Mekong Delta faces ports shortage

14:24' 12/09/2008 (GMT+7)

VietNamNet Bridge – Twenty per cent of the existing ports and 35 per cent of wharves in the Mekong Delta are not fit for operation, according to the statistics of the Portcoast Consultant Corporation — one of the leading waterway advisory companies in Vietnam.

Ships cannot dock at ten ports along the Hau River due to silt build-up, but instead, dock at ports in HCM City for import and export, adding to a backlog of freight and a rise in transport costs.

Besides ports and wharves designated for specific goods, there are no ports of a provincial level in the delta, the company reported.

Meanwhile, 65 per cent of shipping and 32 per cent of transportation in the Mekong Delta is via waterways, double the national percentage.
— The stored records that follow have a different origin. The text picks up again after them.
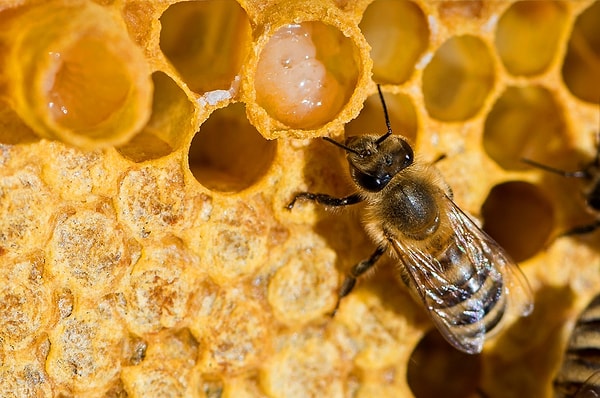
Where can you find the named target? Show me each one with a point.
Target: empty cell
(306, 74)
(206, 41)
(528, 36)
(519, 217)
(525, 122)
(228, 154)
(581, 68)
(398, 33)
(169, 124)
(458, 79)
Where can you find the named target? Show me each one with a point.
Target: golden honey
(147, 151)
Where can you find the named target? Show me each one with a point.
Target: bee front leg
(355, 272)
(325, 199)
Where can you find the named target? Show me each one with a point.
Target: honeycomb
(148, 148)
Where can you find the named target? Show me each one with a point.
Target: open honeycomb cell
(458, 79)
(398, 33)
(527, 27)
(148, 151)
(306, 74)
(206, 41)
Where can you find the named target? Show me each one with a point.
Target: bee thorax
(413, 209)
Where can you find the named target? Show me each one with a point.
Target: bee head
(374, 161)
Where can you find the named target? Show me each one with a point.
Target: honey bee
(579, 375)
(590, 174)
(465, 280)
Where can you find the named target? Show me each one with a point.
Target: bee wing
(464, 287)
(591, 387)
(486, 252)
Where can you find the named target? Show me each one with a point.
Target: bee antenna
(387, 119)
(344, 147)
(597, 158)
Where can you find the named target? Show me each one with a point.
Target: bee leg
(355, 272)
(325, 199)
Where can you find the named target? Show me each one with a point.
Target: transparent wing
(591, 387)
(519, 294)
(467, 282)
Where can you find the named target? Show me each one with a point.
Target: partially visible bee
(591, 175)
(579, 375)
(465, 280)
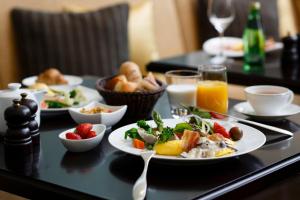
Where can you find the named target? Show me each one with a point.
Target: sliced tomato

Currently 70 per cent of goods to and from the Mekong Delta, estimated at 12.5 million tonnes per year, have reportedly been transported through the Dinh An estuary, the major waterway of the region.

However, Dinh An estuary cannot handle vessels of over 5,000 dead weight tonnage (DWT) due to the recent accumulation of silt from Hau River, while the local authorities expected that import and export volumes shipped via waterways in the delta would increase up to 22 million tonnes per year in 2020.

Ships cannot dock at ten ports along the Hau River due to silt build-up, but instead, dock at ports in HCM City for import and export, adding to a backlog of freight and a rise in transport costs.

The Viet Nam Inland Waterway Department has plans to further development for waterway transportation through 2020, including providing a way for vessels of high DWT to travel along the delta's waterways, plus upgrading local boats and ferries to a capacity of at least 300 DWT.

Modernising traffic posts in the western South of Vietnam is also among its planned measures to improve waterway traffic in the delta.

The Ministry of Transport also planned a waterway transportation project to upgrade the Quan Chanh Bo Canal to facilitate 20,000 DWT ships to travel on the Hau River, which would ease the traffic burden for the Dinh An estuary.

The project is estimated to cost US$200 million and is expected to start at the end of this year, if approved by the Prime Minister. The project will take approximately five years for completion.

However, local officials are calling for the dredging of Dinh An estuary to facilitate 5,000-10,000 DWT vessels' travelling, which is now the top priority until the project is finished.